Kemarahan Yang Terpendam

Velly menarik napas dalam lalu berjalan beriringan dengan Gina. Tampak seperti biasa saat memandang wajah tua itu didampingi oleh seorang laki-laki seusianya dan juga pria dewasa.

“Ada yang bisa saya bantu?” tanyanya sangat formal. Tersenyum kaku pada mereka.

“Velly.” Senyuman hangat itu dibalas Raka yang mengepakkan tangan—memeluk sang anak yang sudah lama tidak dipeluknya lagi. Ini kesempatan dan pastinya Velly tidak akan mendorong tubuhnya seperti yang dilakukan dulu.

“Papa sangat rindu padamu. Bagaimana kabarmu?” Raka menyudahi pelukan singkat itu, memegang kedua pundak anaknya. Velly yang dulu suka berpakaian seksi dan juga rambutnya sering diwarnai, kini menjelma menjadi seorang wanita yang tertutup dan memancarkan aura religius.

“Aku baik.” Singkat dan datar, begitulah pembawaan anak dari istri kedua Raka yang menaruh dendam karena telah menyakiti ibunya. Dari kecil ia sudah melihat tidak ada cinta di hati sang ayah pada ibunya. Marisa dan Raka tidak pernah tidur bersama. Namun ketika masa lalu itu terungkit, Melisa kembali dalam kehidupan Raka saat itulah ia dapat mengetahui, ibunya hanya dijadikan sebagai bidak catur oleh sang nenek yang tidak bertanggungjawab dan dialah hasil kesalahan satu malam itu. 

Marisa sudah menjelaskan pada anaknya tentang masa lalu itu terjadi, Velly juga mencari tau dengan jelas dari berbagai sumber sampai bibirnya terlontarkan kalimat pahit, kenapa aku dilahirkan?
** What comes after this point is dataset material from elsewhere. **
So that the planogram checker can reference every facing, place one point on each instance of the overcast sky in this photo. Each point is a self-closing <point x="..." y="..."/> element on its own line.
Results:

Tapi tidak ada yang mampu menjawab karena itulah takdir yang harus dijalani, takdir manusia diciptakan untuk menyembah Tuhannya, bukan mempertanyakan sebab dan kenapa harus terlahir dari ibu yang tak pernah dicintai oleh sang ayah. Ia mampu memaafkan semuanya tapi ia tidak mampu memaafkan sang ayah yang terlihat bodoh di depan matanya. Pria yang menjadi idola baginya ternyata hanya sampah yang tidak memiliki keberanian atas hidupnya sendiri. Ia benci sifat lemah dan ketidakadilan sang ayah dalam perhatian pada ibunya. Setiap tetesan air mata yang keluar dari kedua mata ibunya menjadikan dendam yang terus membara di dalam hati Velly.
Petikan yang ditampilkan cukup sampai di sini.